[scald=89365:sdl_editor_representation]PARIS (Reuters) - Les avocats de l'icône du football français Zinedine Zidane ont demandé jeudi en justice 75.000 euros de dommages et intérêts à l'humoriste Christophe Alévêque pour des propos brocardant son supposé manque d'intelligence et sa présumée cupidité.

Lors de l'audience au tribunal de Paris, le parquet a jugé injurieuses des phrases d'un entretien au périodique Sport-mag en janvier 2011 qualifiant "Zizou" de "panneau publicitaire à trois neurones" et assimilant ses émoluments à la prostitution.

Christophe Alévêque a assumé ses propos à la barre et défendu sa liberté d'expression ainsi que les mots employés.

"J'ai la liberté qu'a toujours eue le bouffon qui était le seul à pouvoir s'attaquer au roi", a-t-il dit.

L'humoriste a justifié ses attaques contre l'ancien maître à jouer des Bleus par le fait qu'il avait notamment été payé par le Qatar en 2010 pour contribuer à obtenir l'organisation du Mondial 2022 dans ce pays, une décision très controversée.

Zinedine Zidane n'a pas poursuivi, souligne la défense de l'humoriste, une autre phrase de la même interview ou Christophe Alévêque déclarait à ce propos: "C'est écoeurant. J'espère que les 11 millions qu'il a pris, il a les a donnés à une association, sinon c'est un scandale".

Zinedine Zidane, 39 ans, avec lequel la France a gagné la Coupe du monde 1998 et l'Euro 2000, était absent à l'audience.
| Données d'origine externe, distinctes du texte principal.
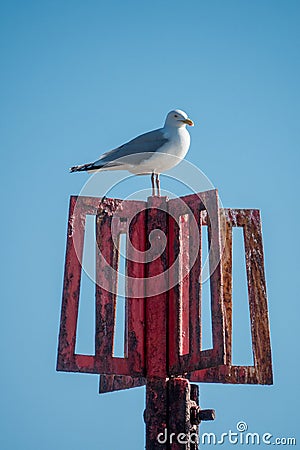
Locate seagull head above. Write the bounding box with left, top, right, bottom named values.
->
left=165, top=109, right=194, bottom=128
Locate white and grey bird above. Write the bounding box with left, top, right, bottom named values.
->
left=70, top=109, right=194, bottom=195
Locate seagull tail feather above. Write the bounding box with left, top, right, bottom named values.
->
left=70, top=163, right=100, bottom=173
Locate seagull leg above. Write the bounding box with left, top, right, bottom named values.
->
left=156, top=173, right=160, bottom=197
left=151, top=172, right=155, bottom=197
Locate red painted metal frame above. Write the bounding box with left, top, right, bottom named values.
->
left=57, top=191, right=272, bottom=392
left=189, top=209, right=273, bottom=384
left=57, top=197, right=145, bottom=376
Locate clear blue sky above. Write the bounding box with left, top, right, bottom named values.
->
left=0, top=0, right=300, bottom=450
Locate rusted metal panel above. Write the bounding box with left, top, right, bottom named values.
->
left=190, top=209, right=273, bottom=384
left=57, top=195, right=272, bottom=384
left=57, top=197, right=146, bottom=377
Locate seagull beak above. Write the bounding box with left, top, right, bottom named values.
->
left=181, top=118, right=194, bottom=127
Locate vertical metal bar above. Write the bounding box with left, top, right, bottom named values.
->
left=57, top=196, right=85, bottom=371
left=145, top=197, right=169, bottom=379
left=144, top=378, right=170, bottom=450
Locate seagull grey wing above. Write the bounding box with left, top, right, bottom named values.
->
left=93, top=129, right=169, bottom=169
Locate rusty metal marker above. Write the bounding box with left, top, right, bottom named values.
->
left=57, top=190, right=272, bottom=450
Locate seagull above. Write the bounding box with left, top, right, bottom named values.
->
left=70, top=109, right=194, bottom=196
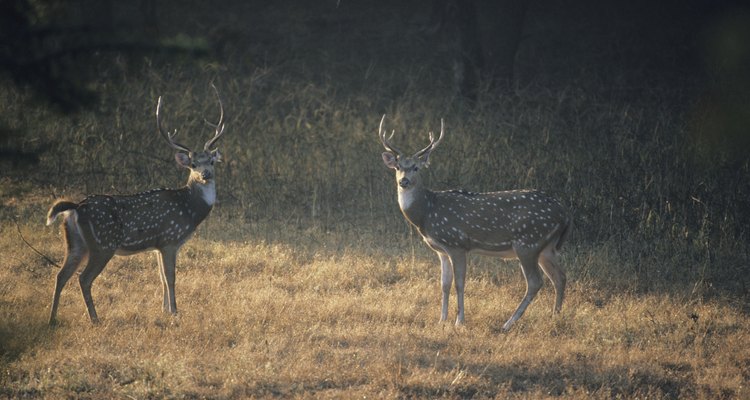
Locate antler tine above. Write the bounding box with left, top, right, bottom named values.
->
left=378, top=114, right=401, bottom=156
left=414, top=118, right=445, bottom=157
left=203, top=83, right=224, bottom=151
left=156, top=96, right=192, bottom=153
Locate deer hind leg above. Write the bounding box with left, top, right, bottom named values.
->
left=78, top=249, right=114, bottom=323
left=450, top=251, right=466, bottom=325
left=438, top=252, right=453, bottom=322
left=539, top=244, right=567, bottom=313
left=156, top=252, right=169, bottom=312
left=49, top=218, right=88, bottom=325
left=503, top=251, right=542, bottom=331
left=159, top=248, right=177, bottom=314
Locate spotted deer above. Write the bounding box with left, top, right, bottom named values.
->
left=47, top=85, right=224, bottom=325
left=378, top=115, right=571, bottom=331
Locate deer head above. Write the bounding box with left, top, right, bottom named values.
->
left=156, top=84, right=224, bottom=185
left=378, top=114, right=444, bottom=190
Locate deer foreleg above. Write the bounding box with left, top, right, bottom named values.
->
left=438, top=253, right=453, bottom=322
left=159, top=248, right=177, bottom=314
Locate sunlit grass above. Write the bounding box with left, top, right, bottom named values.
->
left=0, top=209, right=750, bottom=398
left=0, top=3, right=750, bottom=399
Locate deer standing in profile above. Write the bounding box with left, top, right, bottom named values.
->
left=378, top=115, right=571, bottom=331
left=47, top=85, right=224, bottom=325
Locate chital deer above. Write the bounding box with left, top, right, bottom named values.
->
left=47, top=85, right=224, bottom=325
left=378, top=115, right=571, bottom=331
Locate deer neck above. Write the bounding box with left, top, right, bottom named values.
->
left=398, top=185, right=434, bottom=230
left=187, top=174, right=216, bottom=211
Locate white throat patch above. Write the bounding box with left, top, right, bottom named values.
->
left=398, top=188, right=416, bottom=210
left=195, top=180, right=216, bottom=206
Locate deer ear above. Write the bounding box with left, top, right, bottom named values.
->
left=174, top=153, right=190, bottom=168
left=383, top=151, right=398, bottom=169
left=211, top=150, right=221, bottom=162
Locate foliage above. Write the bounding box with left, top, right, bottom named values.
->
left=0, top=2, right=750, bottom=398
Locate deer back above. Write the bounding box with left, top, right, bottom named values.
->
left=76, top=187, right=211, bottom=252
left=420, top=190, right=568, bottom=252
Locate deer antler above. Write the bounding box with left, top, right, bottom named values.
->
left=203, top=83, right=224, bottom=151
left=156, top=96, right=192, bottom=154
left=378, top=114, right=402, bottom=156
left=414, top=118, right=445, bottom=159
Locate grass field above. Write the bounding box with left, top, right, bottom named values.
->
left=0, top=2, right=750, bottom=399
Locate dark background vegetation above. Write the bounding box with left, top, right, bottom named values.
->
left=0, top=0, right=750, bottom=399
left=0, top=0, right=750, bottom=307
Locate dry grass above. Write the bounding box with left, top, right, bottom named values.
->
left=0, top=209, right=750, bottom=398
left=0, top=2, right=750, bottom=399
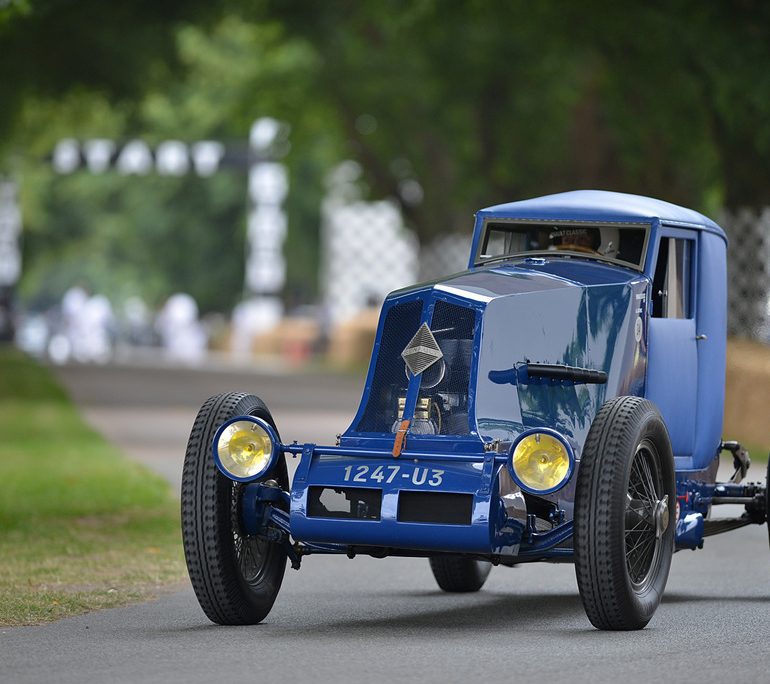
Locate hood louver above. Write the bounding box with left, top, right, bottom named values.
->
left=401, top=323, right=443, bottom=375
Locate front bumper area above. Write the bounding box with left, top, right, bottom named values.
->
left=290, top=444, right=504, bottom=554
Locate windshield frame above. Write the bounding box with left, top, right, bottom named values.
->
left=473, top=216, right=652, bottom=272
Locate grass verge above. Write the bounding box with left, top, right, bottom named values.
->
left=0, top=348, right=185, bottom=625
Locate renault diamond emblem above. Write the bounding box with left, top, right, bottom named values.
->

Son avocat Carlo-Alberto Brusa a déclaré qu'il s'estimait notamment blessé en raison de supposées conséquences sur sa famille: "Son fils a été ridiculisé aux entraînements à Madrid".

Il assure ne pas avoir retrouvé trace d'injure aussi grave contre son client, qui travaille désormais pour le Real Madrid après avoir mis fin à sa carrière de joueur.

Le substitut du procureur Anne de Fontette, qui n'a pas requis de peine précise, a jugé que la "distance terrible entre le peuple français et les dieux du stade" était un sujet sur lequel il était légitime de débattre, notamment après la grève de l'entraînement des Bleus au Mondial de 2010.

Mais elle a souligné que les propos avaient été tenus dans le cadre d'un entretien avec un média et non dans un spectacle humoristique, où l'expression est juridiquement plus libre.

Par ailleurs, a-t-elle dit, "je ne crois pas que la vulgarité élève le débat".

Le tribunal a mis son jugement en délibéré au 22 mars.